Skupiliśmy się na województwie lubuskim, kupujemy pierwsze tereny wykraczające poza nasz region, ale będziemy się nadal koncentrować na zachodzie Polski. Szykujemy projekty w Zachodniopomorskiem oraz województwie dolnośląskim.
Pierwszy magazyn powstał w 2005 r. za pożyczkę od najemcy, która została rozliczona w ramach najmu – współpracujemy zresztą do dziś. Do tej pory zbudowaliśmy 120 tys. mkw. powierzchni najmu, a w realizacji i planach jest 100 tys.
Jeszcze kilka lat temu w zachodniej części Polski, a szczególnie województwie lubuskim, nie było dużej konkurencji. Ale i u nas z czasem pojawili się najwięksi deweloperzy, z Panattoni na czele. Zielona Góra czy Gorzów Wielkopolski zostały opanowane przez tych graczy.

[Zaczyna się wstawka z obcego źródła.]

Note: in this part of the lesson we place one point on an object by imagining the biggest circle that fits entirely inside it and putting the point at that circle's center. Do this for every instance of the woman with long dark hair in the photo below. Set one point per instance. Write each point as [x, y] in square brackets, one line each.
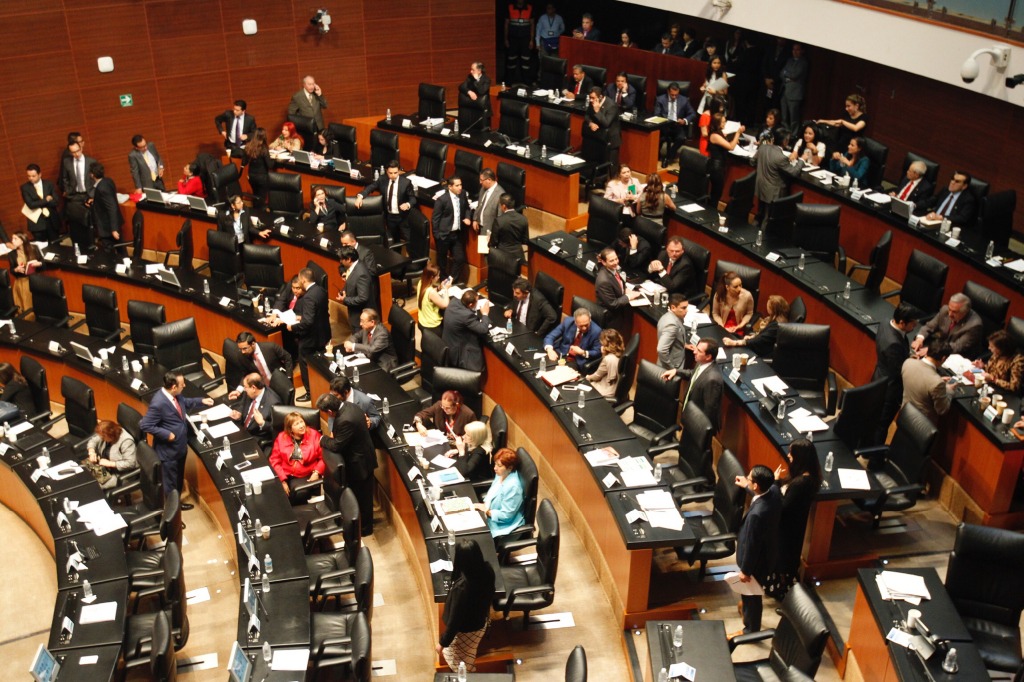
[467, 607]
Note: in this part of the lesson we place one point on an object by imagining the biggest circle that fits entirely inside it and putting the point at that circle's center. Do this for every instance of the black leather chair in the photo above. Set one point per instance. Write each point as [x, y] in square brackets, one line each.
[798, 641]
[177, 348]
[693, 178]
[262, 267]
[816, 229]
[367, 221]
[101, 312]
[801, 359]
[515, 119]
[345, 137]
[576, 667]
[554, 129]
[49, 303]
[780, 216]
[655, 405]
[924, 284]
[552, 73]
[531, 587]
[878, 263]
[432, 160]
[513, 180]
[992, 307]
[899, 467]
[551, 289]
[432, 99]
[225, 258]
[383, 147]
[980, 580]
[285, 195]
[716, 533]
[741, 199]
[503, 269]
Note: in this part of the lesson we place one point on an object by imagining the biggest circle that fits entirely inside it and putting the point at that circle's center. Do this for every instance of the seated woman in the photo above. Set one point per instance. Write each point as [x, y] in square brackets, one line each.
[1006, 366]
[653, 201]
[623, 189]
[325, 213]
[288, 140]
[448, 415]
[853, 163]
[472, 453]
[296, 457]
[14, 389]
[605, 378]
[113, 449]
[190, 183]
[732, 306]
[503, 503]
[762, 341]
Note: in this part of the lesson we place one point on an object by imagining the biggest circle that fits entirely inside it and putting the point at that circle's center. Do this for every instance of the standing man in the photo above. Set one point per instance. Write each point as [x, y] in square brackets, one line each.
[350, 439]
[756, 546]
[451, 218]
[486, 205]
[601, 119]
[794, 78]
[399, 197]
[309, 102]
[40, 195]
[145, 165]
[236, 126]
[891, 350]
[681, 116]
[107, 216]
[706, 381]
[165, 421]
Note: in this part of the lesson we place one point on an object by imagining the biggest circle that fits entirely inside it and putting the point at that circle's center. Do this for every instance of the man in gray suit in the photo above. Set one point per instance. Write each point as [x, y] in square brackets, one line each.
[486, 205]
[146, 166]
[672, 334]
[707, 384]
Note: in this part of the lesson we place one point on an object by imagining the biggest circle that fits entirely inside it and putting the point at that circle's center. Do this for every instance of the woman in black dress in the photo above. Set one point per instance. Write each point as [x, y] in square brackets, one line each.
[799, 488]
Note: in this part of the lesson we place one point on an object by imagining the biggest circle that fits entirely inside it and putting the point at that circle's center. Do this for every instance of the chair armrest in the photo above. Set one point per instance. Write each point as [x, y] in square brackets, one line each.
[752, 637]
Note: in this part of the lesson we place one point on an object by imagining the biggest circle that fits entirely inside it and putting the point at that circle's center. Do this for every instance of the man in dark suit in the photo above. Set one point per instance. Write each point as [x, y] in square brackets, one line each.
[464, 331]
[263, 358]
[891, 348]
[601, 119]
[511, 229]
[451, 218]
[255, 411]
[165, 421]
[40, 195]
[373, 340]
[236, 126]
[914, 186]
[674, 268]
[145, 165]
[577, 338]
[399, 198]
[610, 291]
[956, 202]
[350, 439]
[236, 219]
[756, 546]
[681, 115]
[578, 84]
[530, 308]
[107, 216]
[707, 385]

To spowodowało, że skupiliśmy się na mniejszych gminach i powiatach blisko węzłów autostradowych oraz budynkach specjalistycznych o wielkości 5–20 tys. mkw., z opcją wykupu dla najemcy, na co duzi deweloperzy patrzą niechętnie. Oni zabiegają o budowę bardzo dużych obiektów nastawionych na generowanie przychodów z czynszów, które mogą sami trzymać w portfelach lub sprzedać funduszom. Specjalizacja pozwala nam osiągać wyższe czynsze i wyższe stopy ze sprzedaży. Dla nas zakup terenu w 15-tysięcznej gminie to coś więcej niż budowa hali, to cały proces budowania zaufania i relacji z samorządem, czynny udział w promocji regionu i zapoznawanie się z zagadnieniami lokalnych społeczności.